I don’t know what got into me, Mama, but I guess I went into what you used to call one of my “whimsical moods”, and told her I never could marry a woman who boiled my eggs for only four minutes and didn’t serve marmalade and tomato juice. I can’t remember all my easy banter now, but I went on with it for quite some time, and I will never understand how it came about that she started to plan our wedding!

A lot of the rest of it is blanked out of my mind — practically all the rest of it, including all these weeks from that spring morning to this summer day. I seem to recall her leading me back to my room in her car while I followed in mine so that I would learn the right on-ramps and off-ramps and freeway switches. As she said, and I do remember this quite clearly, “After I quit my job and we are married, you will have to learn to negotiate this freeway alone.”

Mama, every morning when I arrive at work, my hands are so wet with nervous perspiration and shake so violently from freeway fear that when my finger does manage to hit the correct calculator key, it slips off — and every evening when I arrive at Carol’s house, I am aquiver with tense fatigue.

I am very tired.

I explained to Carol that I desired a life of simple culture, the kind of life you gave to me, Mama. I suppose I did suggest, a number of times, that she change her way of doing things to conform more to yours, that she attempt to cook the wonderful dishes you always prepared for me...

But, Mama, Carol did not seem to aspire to a life of simple culture. She wanted something shockingly different. I have explained, many a night during these last weeks, at the door of the back bedroom after she had broken down the chair I placed under the knob, how she should act and in what ways she should change. I explained simple culture to her, patiently, Mama, and considerately...

And then, last night at the back bedroom door, she interrupted my careful explanation with such a degradingly scandalous remark about you, my sainted Mama, one that I cannot and will not repeat, that I lost control and reacted automatically. I am not, ordinarily, a violent man, you know that, Mama, something simply snapped and that is the reason she is now in the back bedroom with the air conditioning turned high, and I need you, Mama, with the desperation of a lost and lonely son.

Now here is what I want you to do, Mama, as soon as you receive this letter, I want and hope that you will take a plane out here to me so that you can decide what we must do about Carol. I will be right here in Carol’s house, for this is my summer vacation from the office and it is very hot, but with the air conditioning turned high in the back bedroom, I am sure Carol will keep. I haven’t looked in there to see, of course. I am waiting for you.

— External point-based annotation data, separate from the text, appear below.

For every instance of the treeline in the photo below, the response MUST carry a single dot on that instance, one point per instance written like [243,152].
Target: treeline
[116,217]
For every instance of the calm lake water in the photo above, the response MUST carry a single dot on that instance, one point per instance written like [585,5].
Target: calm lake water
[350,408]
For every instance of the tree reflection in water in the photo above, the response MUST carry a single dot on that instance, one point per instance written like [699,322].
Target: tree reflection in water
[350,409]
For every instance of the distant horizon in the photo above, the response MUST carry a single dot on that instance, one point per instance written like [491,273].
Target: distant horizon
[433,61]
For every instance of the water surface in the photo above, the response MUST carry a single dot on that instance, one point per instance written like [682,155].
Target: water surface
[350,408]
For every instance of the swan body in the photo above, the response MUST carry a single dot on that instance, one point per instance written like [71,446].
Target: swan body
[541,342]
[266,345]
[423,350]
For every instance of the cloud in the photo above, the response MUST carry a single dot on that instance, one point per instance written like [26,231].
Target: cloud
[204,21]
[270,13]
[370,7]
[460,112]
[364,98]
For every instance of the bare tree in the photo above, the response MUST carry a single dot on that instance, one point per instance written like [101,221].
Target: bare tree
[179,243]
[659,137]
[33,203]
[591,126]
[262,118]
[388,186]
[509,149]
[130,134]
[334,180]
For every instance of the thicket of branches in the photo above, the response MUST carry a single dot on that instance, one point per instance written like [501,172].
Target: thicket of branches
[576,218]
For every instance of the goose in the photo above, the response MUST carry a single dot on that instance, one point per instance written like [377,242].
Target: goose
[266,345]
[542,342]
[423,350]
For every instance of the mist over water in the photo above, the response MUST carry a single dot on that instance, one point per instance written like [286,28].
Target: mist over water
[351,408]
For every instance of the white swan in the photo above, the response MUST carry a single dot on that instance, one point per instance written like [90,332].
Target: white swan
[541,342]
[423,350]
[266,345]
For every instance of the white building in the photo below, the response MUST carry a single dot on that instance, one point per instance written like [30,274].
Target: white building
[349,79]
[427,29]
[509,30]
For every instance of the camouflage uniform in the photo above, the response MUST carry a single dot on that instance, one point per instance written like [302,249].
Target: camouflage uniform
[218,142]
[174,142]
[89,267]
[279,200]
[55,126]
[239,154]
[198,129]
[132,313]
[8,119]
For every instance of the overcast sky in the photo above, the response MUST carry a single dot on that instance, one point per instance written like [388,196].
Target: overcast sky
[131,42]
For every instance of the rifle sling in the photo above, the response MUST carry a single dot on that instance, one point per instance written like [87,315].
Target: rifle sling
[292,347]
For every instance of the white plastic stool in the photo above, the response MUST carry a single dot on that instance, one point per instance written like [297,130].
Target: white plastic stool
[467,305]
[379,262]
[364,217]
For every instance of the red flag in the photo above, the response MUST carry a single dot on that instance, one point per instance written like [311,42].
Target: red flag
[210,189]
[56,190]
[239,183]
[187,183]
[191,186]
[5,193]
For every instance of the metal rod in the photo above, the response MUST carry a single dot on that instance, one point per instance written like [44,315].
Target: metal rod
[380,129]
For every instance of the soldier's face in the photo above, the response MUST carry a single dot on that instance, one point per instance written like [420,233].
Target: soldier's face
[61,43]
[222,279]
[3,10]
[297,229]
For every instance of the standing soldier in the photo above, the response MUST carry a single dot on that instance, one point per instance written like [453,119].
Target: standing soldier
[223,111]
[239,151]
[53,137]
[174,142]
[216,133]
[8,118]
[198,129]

As soon as I finish this letter, I shall take it out to the corner box and airmail it to you. When you arrive at the airport here, Mama, you can get a cab and direct the cab driver to the address on the corner of this envelope. Those cab drivers can find anything, and as you know, from what I have written you, freeway driving shatters me — but even so, Mama, I would gladly meet you at the airport except that I must stay here. Someone must be here constantly — you understand that — it is not that my loyalties are divided, they are not.

Mama, I am terribly lonely. All I want out of life is to return home with you — after, of course, you have decided what it is we are to do with Carol.

Mama, even if you did tell me not to write to you once I was gone after choosing to leave your room and board... those were your very words, Mama... still, I have started many letters to you. This one I am finishing and this one I must send.

Now, Mama, you know about taking the plane and getting the cab and coming out here to the return address on the envelope. I do hope you will come, Mama, because I will be waiting here with the air conditioning turned high in the back bedroom.